You know, I think I just figured out the insidious† plan behind RSS and all that other alphabet soup feedy XMLy stuff!
(I know it’s not insidious. Cut me some slack, already.)
Remember when I took Dave Winer to task for — among other things — being saucy enough to say ‘weblogs are publications,’ thus discounting the possibility that they might be anything else? No? You might remember me saying ‘weblogs are punk’, though. The problem there, of course, is that I never actually said that. Ah well, onward and forward.
Well, I’ve been using Bloglines lately, mostly to stealth-read a metric assload of weblogs at work that I might not otherwise get away with — or have time for — reading. This is all to the good, although it is always mildly enervating and ego-shrivelling to see how many incredibly talented, passionate people there are out there, and look upon one’s own works without trembling. You know, those vast, trunkless legs of stone. Still, a bit of self-abnegation makes you stronger, right? What doesn’t blog me makes me blogger.
Anyway, I realized out of nowhere while reading this post from Yule Heibel that by reading an aggregation of posts from all over the web, I was reading a publication of sorts, a dynamically-created, ever changing one, and I all of a sudden figured out what Dave was on about, maybe, and realized that from that perspective, the ‘publication’ thing made some sense (even if excluding other ways of thinking is still not on). I think I got an inkling of what Shelley was pushing back against recently too, in terms of the implicit impetus, if not requirement, to strip her photos from her feed, even if they were integral to what she was trying to get across.
See, there was a discussion around the old neighbourhood a year or two back about whether the blogosphere (yeah, yeah, I know you hate that word — shut the f–k up about it already, will you?) can be fruitfully described as a space, and if so, how. My contribution was to offer that I felt it very much to be a space — you know, metaphorically speakin’ and all — and the kind of space I felt it to be most like was the sea.
I said :

Sites. Like websites, geddit? (Didn’t telegraph that much, did I?) So, connecting the dots, I’m calling the net the ocean. Big-ass sites like Metafilter or Yahoo are ports, smaller ones are anchorages, bloggers are sailboats, and their web logs are their ship’s logs. We meet, raft up, party down, separate and go on our merry wandering ways. We record where we’ve been. We talk about what those places have meant to us. There are living things swimming around down there, deep in the darkness. There are the IP plankton packets that are the very lifeblood of the sea. A whole ecosystem down there. There are submarines and sailboats, there are ocean liners skirting the Tropic of Cancer, there are freighters plying the trade routes, planes occasionally passing overhead, and the odd dot-com Titanic, lying in pieces on the ocean floor far beneath, slowly decomposing.

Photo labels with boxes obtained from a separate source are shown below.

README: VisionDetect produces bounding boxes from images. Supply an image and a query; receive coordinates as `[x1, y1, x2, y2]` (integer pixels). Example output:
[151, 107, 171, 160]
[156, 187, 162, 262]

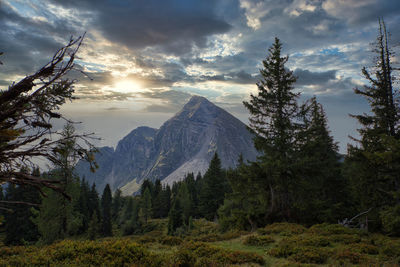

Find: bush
[258, 223, 307, 236]
[243, 235, 275, 247]
[379, 240, 400, 258]
[159, 236, 183, 246]
[0, 240, 165, 266]
[347, 243, 379, 255]
[289, 247, 329, 264]
[284, 234, 331, 247]
[329, 234, 361, 244]
[379, 205, 400, 236]
[173, 241, 264, 266]
[308, 223, 361, 236]
[334, 249, 363, 265]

And so I realized that reading the weblogs of my friends (and other animals) in an aggregator like Bloglines, convenient as it may be, totally trashed that metaphor for me, even as I understood more clearly that the metaphors others may choose to use to get their heads around it all, even if different, may have some oomph to them too, once I see where they’re coming from.
Not that that was in doubt, but it’s always the experience of the light spontaneously going on that really gets something stuck into your head.
I’ll keep using Bloglines, because it’s useful. But for me, this is a journey, and I’ll probably continue to think of it like this : if we meet on the open sea, or in port, and you throw me a line, or I you, we can raft up, cook a meal, empty a bottle or two, spin a few yarns, and then sail off on our compassless ways again. Column inches? Each to their own, of course, but that just doesn’t do it for me.

Category:
Metablogging

Join the conversation! 2 Comments

  1. Why Blogger?

    The title is a pun on “why bother.” At work, I’ve been talking up weblogging and syndication to anyone that will listen. This post accompanies that talk, so if you are reading this under duress after enthusiastically blah blah-ing about…

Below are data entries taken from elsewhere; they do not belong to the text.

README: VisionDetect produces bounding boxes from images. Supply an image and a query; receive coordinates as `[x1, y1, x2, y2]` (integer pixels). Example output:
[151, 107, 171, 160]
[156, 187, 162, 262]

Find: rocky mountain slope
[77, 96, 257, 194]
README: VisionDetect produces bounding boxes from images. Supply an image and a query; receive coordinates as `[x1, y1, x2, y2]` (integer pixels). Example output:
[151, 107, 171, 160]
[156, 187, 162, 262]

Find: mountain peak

  2. I like your “web as an ocean” meme, and immediately upon reading it, the blogsphere recrystalized into “the raft” from snow crash….
    on the off chance that you didn’t read snow crash, “the raft” was a federation of hundreds of sea craft of various sizes tied together by whatever materials were available. The raft become somewhat of an artifical island, that pointlessly meandered through the pacific.
    Its also worth mentioning that the majority of raft-dwellers were essentially third-world slaves to an underground, worldwide media cult… but thats besides the point.